Space Mountain n’est qu’une pièce de la grande histoire du parc. Si le sujet vous passionne, vous pouvez prolonger avec la création de Disneyland Paris en 1992 et explorer toute l’histoire de Disneyland Paris. Du côté des backstories d’attractions, je vous recommande la saga de Thunder Mesa, l’univers narratif derrière Big Thunder Mountain et Phantom Manor.

Et pour préparer concrètement votre passage par le dôme bleu, retrouvez toutes les infos pratiques (file d’attente, taille requise, sensations, Single Rider) sur la fiche de Star Wars Hyperspace Mountain.

Questions fréquentes

01Quelles sont les différentes versions de Space Mountain à Disneyland Paris ?

Depuis 1995, Space Mountain a connu trois versions sous le même dôme. De la Terre à la Lune (1995-2005), inspirée du roman de Jules Verne, vous catapultait vers la Lune avec le Gun Club de Baltimore. Mission 2 (2005-2017) proposait un voyage au-delà de la galaxie. Depuis le 7 mai 2017, l’attraction est devenue Star Wars Hyperspace Mountain, qui vous plonge dans la bataille de Jakku.

02C’est quoi De la Terre à la Lune, la première version ?
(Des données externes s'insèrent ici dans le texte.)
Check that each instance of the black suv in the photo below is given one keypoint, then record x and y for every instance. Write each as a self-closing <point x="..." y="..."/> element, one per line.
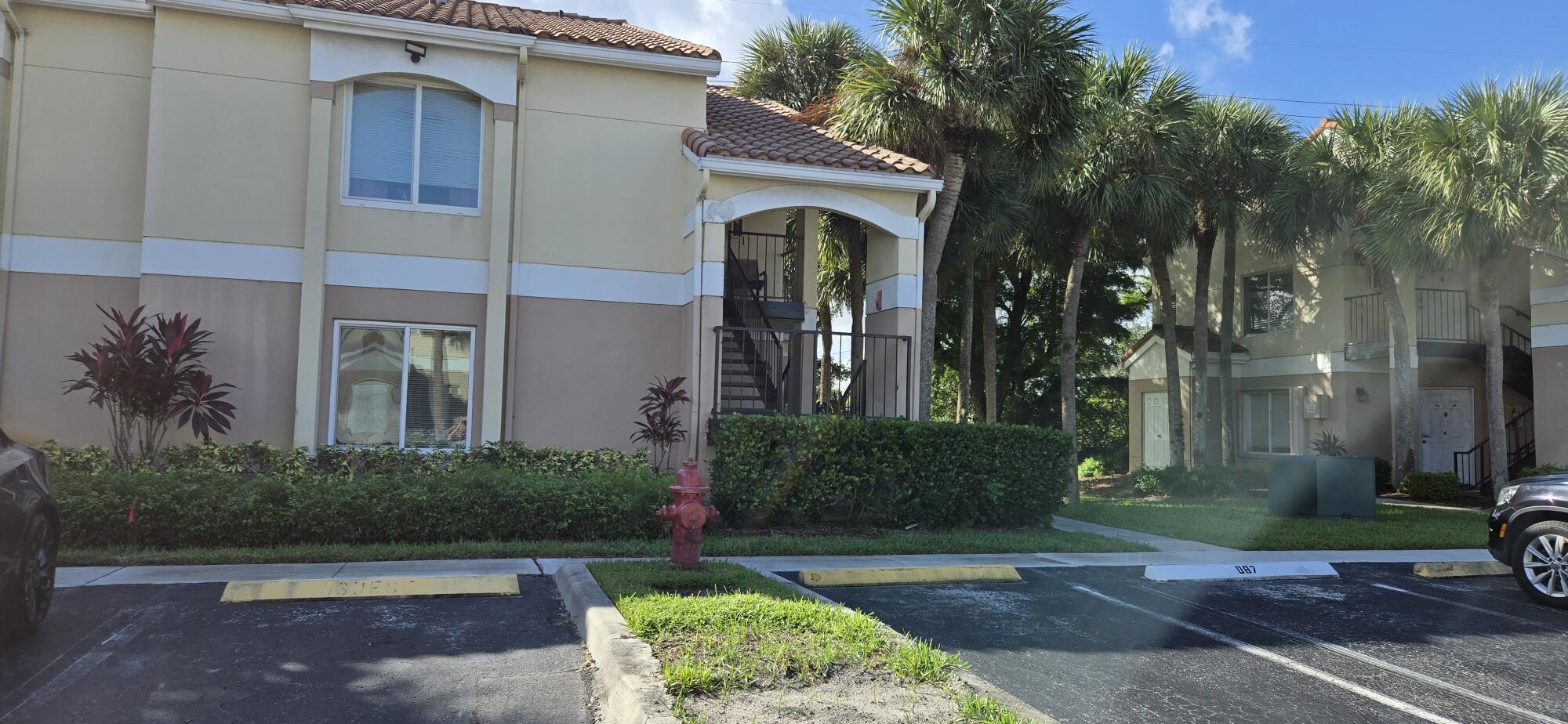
<point x="1530" y="532"/>
<point x="29" y="540"/>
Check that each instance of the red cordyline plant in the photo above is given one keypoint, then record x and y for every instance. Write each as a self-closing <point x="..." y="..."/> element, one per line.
<point x="661" y="425"/>
<point x="147" y="374"/>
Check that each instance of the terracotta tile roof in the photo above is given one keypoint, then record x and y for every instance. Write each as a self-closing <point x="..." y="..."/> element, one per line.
<point x="772" y="132"/>
<point x="554" y="26"/>
<point x="1183" y="341"/>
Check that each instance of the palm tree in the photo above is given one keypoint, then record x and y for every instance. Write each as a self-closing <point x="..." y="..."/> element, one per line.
<point x="1487" y="173"/>
<point x="1326" y="192"/>
<point x="1238" y="150"/>
<point x="800" y="62"/>
<point x="962" y="70"/>
<point x="1133" y="112"/>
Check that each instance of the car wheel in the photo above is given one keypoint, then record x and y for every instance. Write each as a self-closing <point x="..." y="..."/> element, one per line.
<point x="26" y="601"/>
<point x="1541" y="563"/>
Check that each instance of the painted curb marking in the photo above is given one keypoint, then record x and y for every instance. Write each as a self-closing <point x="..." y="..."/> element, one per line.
<point x="1240" y="571"/>
<point x="369" y="588"/>
<point x="913" y="576"/>
<point x="1462" y="570"/>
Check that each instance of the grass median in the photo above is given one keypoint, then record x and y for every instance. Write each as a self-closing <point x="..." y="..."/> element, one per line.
<point x="1246" y="524"/>
<point x="901" y="543"/>
<point x="738" y="646"/>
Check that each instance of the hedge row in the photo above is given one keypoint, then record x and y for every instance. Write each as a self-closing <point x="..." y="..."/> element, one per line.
<point x="198" y="509"/>
<point x="788" y="471"/>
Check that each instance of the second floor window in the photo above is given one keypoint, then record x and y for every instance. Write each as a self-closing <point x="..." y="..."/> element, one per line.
<point x="415" y="145"/>
<point x="1269" y="303"/>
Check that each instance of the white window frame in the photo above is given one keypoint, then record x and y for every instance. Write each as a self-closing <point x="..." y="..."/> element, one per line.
<point x="402" y="422"/>
<point x="1246" y="421"/>
<point x="419" y="120"/>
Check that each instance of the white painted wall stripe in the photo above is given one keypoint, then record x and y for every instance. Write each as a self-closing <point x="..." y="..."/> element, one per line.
<point x="355" y="269"/>
<point x="1550" y="336"/>
<point x="73" y="256"/>
<point x="1548" y="295"/>
<point x="899" y="291"/>
<point x="222" y="259"/>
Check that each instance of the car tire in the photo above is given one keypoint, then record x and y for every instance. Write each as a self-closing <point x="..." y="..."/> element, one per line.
<point x="24" y="601"/>
<point x="1541" y="563"/>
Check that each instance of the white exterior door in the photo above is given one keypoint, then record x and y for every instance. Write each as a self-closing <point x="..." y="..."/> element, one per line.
<point x="1156" y="430"/>
<point x="1448" y="425"/>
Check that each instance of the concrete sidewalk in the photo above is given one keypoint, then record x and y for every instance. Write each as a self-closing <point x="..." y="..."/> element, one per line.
<point x="76" y="577"/>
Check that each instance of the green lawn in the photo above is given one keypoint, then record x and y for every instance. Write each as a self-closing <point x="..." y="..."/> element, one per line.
<point x="971" y="541"/>
<point x="728" y="629"/>
<point x="1246" y="524"/>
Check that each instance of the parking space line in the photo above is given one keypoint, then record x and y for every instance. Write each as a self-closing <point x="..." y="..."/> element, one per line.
<point x="1370" y="661"/>
<point x="92" y="659"/>
<point x="1489" y="612"/>
<point x="1269" y="656"/>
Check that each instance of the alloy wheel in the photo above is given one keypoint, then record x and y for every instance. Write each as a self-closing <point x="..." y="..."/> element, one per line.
<point x="1547" y="565"/>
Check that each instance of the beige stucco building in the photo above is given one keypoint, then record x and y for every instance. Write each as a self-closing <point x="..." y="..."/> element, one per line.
<point x="1313" y="357"/>
<point x="429" y="225"/>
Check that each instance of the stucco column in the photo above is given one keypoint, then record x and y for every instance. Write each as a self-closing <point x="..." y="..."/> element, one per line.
<point x="893" y="308"/>
<point x="313" y="280"/>
<point x="499" y="273"/>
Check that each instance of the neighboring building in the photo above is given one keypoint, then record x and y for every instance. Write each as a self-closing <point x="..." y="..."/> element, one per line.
<point x="1313" y="355"/>
<point x="430" y="223"/>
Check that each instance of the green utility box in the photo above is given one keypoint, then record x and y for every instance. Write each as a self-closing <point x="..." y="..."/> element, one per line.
<point x="1321" y="487"/>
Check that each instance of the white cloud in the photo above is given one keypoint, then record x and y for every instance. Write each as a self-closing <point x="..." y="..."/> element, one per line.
<point x="720" y="24"/>
<point x="1210" y="18"/>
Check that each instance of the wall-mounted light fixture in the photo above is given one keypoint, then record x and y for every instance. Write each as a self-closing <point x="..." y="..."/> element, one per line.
<point x="415" y="51"/>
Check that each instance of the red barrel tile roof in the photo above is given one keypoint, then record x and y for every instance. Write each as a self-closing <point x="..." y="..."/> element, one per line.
<point x="766" y="131"/>
<point x="553" y="26"/>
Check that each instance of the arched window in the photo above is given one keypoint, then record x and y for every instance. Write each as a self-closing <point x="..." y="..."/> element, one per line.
<point x="413" y="147"/>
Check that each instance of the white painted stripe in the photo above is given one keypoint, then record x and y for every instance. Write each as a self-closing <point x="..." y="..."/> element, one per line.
<point x="595" y="284"/>
<point x="899" y="291"/>
<point x="74" y="256"/>
<point x="1548" y="295"/>
<point x="357" y="269"/>
<point x="1374" y="662"/>
<point x="1550" y="336"/>
<point x="222" y="259"/>
<point x="1287" y="662"/>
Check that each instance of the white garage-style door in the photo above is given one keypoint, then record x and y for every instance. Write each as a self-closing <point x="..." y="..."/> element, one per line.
<point x="1156" y="430"/>
<point x="1448" y="425"/>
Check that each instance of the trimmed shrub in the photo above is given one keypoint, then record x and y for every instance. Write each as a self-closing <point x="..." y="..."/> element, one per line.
<point x="198" y="509"/>
<point x="1432" y="487"/>
<point x="887" y="472"/>
<point x="1210" y="480"/>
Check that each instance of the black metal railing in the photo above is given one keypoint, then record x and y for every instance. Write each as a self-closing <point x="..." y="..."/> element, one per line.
<point x="1367" y="319"/>
<point x="1448" y="316"/>
<point x="1475" y="466"/>
<point x="811" y="372"/>
<point x="769" y="261"/>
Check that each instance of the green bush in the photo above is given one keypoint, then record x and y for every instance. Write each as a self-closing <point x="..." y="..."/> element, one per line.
<point x="888" y="472"/>
<point x="1092" y="468"/>
<point x="200" y="509"/>
<point x="1432" y="487"/>
<point x="1210" y="480"/>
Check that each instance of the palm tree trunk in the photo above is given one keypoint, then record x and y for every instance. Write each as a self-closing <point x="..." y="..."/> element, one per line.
<point x="1404" y="382"/>
<point x="987" y="306"/>
<point x="1227" y="344"/>
<point x="1069" y="374"/>
<point x="937" y="228"/>
<point x="1163" y="278"/>
<point x="1492" y="331"/>
<point x="967" y="346"/>
<point x="1200" y="341"/>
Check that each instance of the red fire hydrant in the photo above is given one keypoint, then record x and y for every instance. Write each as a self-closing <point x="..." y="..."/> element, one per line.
<point x="689" y="516"/>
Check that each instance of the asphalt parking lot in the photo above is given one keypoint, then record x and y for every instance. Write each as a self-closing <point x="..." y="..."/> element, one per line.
<point x="173" y="654"/>
<point x="1103" y="645"/>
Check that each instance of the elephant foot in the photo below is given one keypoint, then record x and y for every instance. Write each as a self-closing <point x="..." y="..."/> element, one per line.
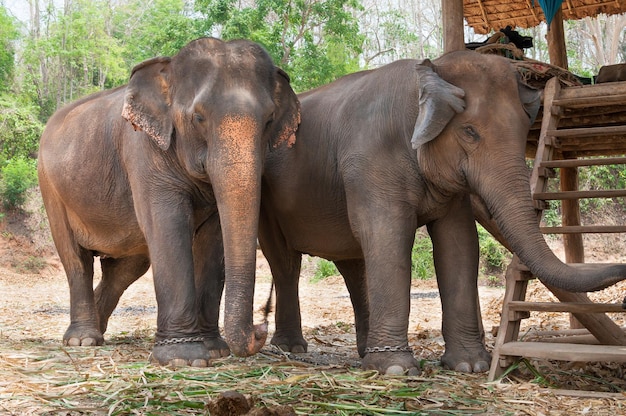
<point x="395" y="363"/>
<point x="217" y="346"/>
<point x="467" y="361"/>
<point x="181" y="352"/>
<point x="82" y="336"/>
<point x="290" y="342"/>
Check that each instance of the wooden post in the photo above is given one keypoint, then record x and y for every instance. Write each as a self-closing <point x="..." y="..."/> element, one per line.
<point x="452" y="11"/>
<point x="572" y="243"/>
<point x="556" y="41"/>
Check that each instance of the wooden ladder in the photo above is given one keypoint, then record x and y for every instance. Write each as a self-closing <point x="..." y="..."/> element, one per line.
<point x="589" y="122"/>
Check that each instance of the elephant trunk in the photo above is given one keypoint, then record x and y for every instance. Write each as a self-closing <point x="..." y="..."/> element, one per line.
<point x="514" y="213"/>
<point x="237" y="185"/>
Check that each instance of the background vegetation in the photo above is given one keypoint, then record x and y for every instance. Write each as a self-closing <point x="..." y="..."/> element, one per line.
<point x="53" y="52"/>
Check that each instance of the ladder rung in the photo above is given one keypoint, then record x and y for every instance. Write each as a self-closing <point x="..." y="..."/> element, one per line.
<point x="565" y="352"/>
<point x="583" y="102"/>
<point x="584" y="229"/>
<point x="571" y="163"/>
<point x="573" y="307"/>
<point x="587" y="131"/>
<point x="567" y="195"/>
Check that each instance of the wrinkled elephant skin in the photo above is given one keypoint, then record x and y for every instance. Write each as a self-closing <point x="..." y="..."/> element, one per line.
<point x="137" y="175"/>
<point x="380" y="153"/>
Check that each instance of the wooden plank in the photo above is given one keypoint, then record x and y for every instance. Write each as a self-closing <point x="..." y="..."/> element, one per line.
<point x="587" y="131"/>
<point x="584" y="102"/>
<point x="570" y="163"/>
<point x="577" y="307"/>
<point x="552" y="196"/>
<point x="585" y="229"/>
<point x="597" y="90"/>
<point x="565" y="352"/>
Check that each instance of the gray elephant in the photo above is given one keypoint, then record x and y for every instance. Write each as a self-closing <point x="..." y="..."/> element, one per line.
<point x="382" y="152"/>
<point x="137" y="175"/>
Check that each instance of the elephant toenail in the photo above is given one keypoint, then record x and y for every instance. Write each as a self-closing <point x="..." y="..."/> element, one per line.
<point x="178" y="362"/>
<point x="88" y="342"/>
<point x="73" y="342"/>
<point x="463" y="367"/>
<point x="395" y="370"/>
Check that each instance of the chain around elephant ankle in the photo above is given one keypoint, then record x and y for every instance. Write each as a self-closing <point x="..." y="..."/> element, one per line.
<point x="388" y="348"/>
<point x="170" y="341"/>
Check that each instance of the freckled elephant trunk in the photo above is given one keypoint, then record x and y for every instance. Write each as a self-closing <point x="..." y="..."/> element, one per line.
<point x="237" y="186"/>
<point x="514" y="213"/>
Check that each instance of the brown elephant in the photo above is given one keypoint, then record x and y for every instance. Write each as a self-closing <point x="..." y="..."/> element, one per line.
<point x="137" y="175"/>
<point x="380" y="153"/>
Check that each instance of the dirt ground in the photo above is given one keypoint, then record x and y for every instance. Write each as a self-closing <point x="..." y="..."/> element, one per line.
<point x="34" y="307"/>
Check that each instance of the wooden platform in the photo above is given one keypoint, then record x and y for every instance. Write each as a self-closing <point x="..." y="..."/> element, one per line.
<point x="579" y="126"/>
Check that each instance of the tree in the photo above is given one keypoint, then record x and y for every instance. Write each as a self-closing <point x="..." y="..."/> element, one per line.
<point x="9" y="33"/>
<point x="149" y="28"/>
<point x="314" y="40"/>
<point x="71" y="52"/>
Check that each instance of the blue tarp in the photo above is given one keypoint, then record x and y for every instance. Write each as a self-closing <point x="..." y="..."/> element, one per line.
<point x="550" y="8"/>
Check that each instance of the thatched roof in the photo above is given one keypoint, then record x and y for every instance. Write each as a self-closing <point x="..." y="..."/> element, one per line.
<point x="485" y="16"/>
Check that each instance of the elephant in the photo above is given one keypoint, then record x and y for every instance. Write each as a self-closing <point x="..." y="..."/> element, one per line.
<point x="382" y="152"/>
<point x="166" y="172"/>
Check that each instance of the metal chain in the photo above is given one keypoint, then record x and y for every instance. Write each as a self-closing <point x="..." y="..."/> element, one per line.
<point x="388" y="348"/>
<point x="170" y="341"/>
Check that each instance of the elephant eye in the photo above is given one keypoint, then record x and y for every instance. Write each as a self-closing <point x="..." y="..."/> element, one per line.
<point x="471" y="133"/>
<point x="197" y="117"/>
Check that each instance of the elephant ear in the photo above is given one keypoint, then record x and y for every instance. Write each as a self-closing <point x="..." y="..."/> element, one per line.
<point x="439" y="101"/>
<point x="287" y="116"/>
<point x="530" y="97"/>
<point x="147" y="102"/>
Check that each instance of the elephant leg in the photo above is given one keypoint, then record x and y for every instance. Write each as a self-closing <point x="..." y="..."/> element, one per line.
<point x="78" y="265"/>
<point x="169" y="235"/>
<point x="208" y="253"/>
<point x="285" y="265"/>
<point x="386" y="233"/>
<point x="353" y="272"/>
<point x="117" y="275"/>
<point x="455" y="251"/>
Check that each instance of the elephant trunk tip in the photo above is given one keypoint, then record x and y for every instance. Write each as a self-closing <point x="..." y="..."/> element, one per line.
<point x="587" y="277"/>
<point x="247" y="344"/>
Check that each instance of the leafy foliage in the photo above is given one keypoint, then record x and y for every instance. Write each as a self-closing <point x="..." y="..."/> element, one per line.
<point x="18" y="175"/>
<point x="324" y="269"/>
<point x="314" y="41"/>
<point x="19" y="129"/>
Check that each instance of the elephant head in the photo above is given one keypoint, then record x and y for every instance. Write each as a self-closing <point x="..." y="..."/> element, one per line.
<point x="214" y="109"/>
<point x="471" y="134"/>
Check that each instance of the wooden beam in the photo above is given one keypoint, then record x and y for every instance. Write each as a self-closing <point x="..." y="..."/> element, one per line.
<point x="556" y="41"/>
<point x="452" y="11"/>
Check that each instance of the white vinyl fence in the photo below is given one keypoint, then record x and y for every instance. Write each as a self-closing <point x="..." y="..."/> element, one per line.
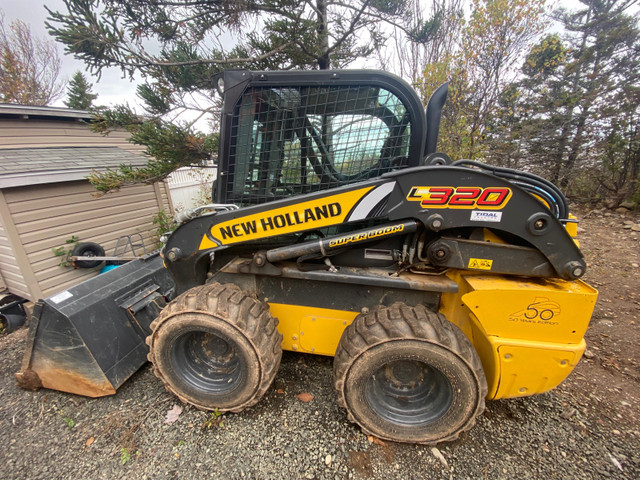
<point x="191" y="187"/>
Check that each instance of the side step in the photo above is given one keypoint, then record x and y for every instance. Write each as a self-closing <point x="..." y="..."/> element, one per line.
<point x="90" y="339"/>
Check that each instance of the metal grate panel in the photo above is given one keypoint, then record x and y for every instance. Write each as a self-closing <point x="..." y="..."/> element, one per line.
<point x="295" y="140"/>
C’était la version d’origine de 1995, directement inspirée du roman de Jules Verne De la Terre à la Lune. Le récit prolongeait le livre : le Gun Club de Baltimore proposait à tous un voyage lunaire à bord d’un train-fusée catapulté par un canon géant, le Columbiad. Le parcours comportait un astéroïde déviant la trajectoire et une musique orchestrale embarquée, signée Steve Bramson.

03Quelle est la taille minimum pour Star Wars Hyperspace Mountain ?

La taille minimum pour embarquer sur Star Wars Hyperspace Mountain est de 1,20 m. Elle avait été abaissée à cette valeur lors du passage à la version Star Wars en 2017, avec l’arrivée de nouveaux trains-fusées. Vous retrouvez tous les détails pratiques sur la fiche de l’attraction.

04Space Mountain fait-elle peur ?

C’est l’une des attractions les plus intenses de Disneyland Paris. Le départ est lancé, le parcours se fait dans le noir et comporte trois inversions (dont une boucle complète). Si vous êtes sensible aux montagnes russes rapides et aux retournements, elle peut impressionner. Pour les détails sur les sensations, consultez la fiche de Star Wars Hyperspace Mountain.

05Pourquoi Space Mountain est-elle liée à Jules Verne ?

Parce qu’à Disneyland Paris elle se trouve dans Discoveryland, un land dédié aux visionnaires comme Jules Verne. La version originale s’inspirait de son roman De la Terre à la Lune : le canon Columbiad reproduit devant l’entrée et le récit du Gun Club de Baltimore en sont directement tirés. Même après les changements de thème, le canon décoratif est resté.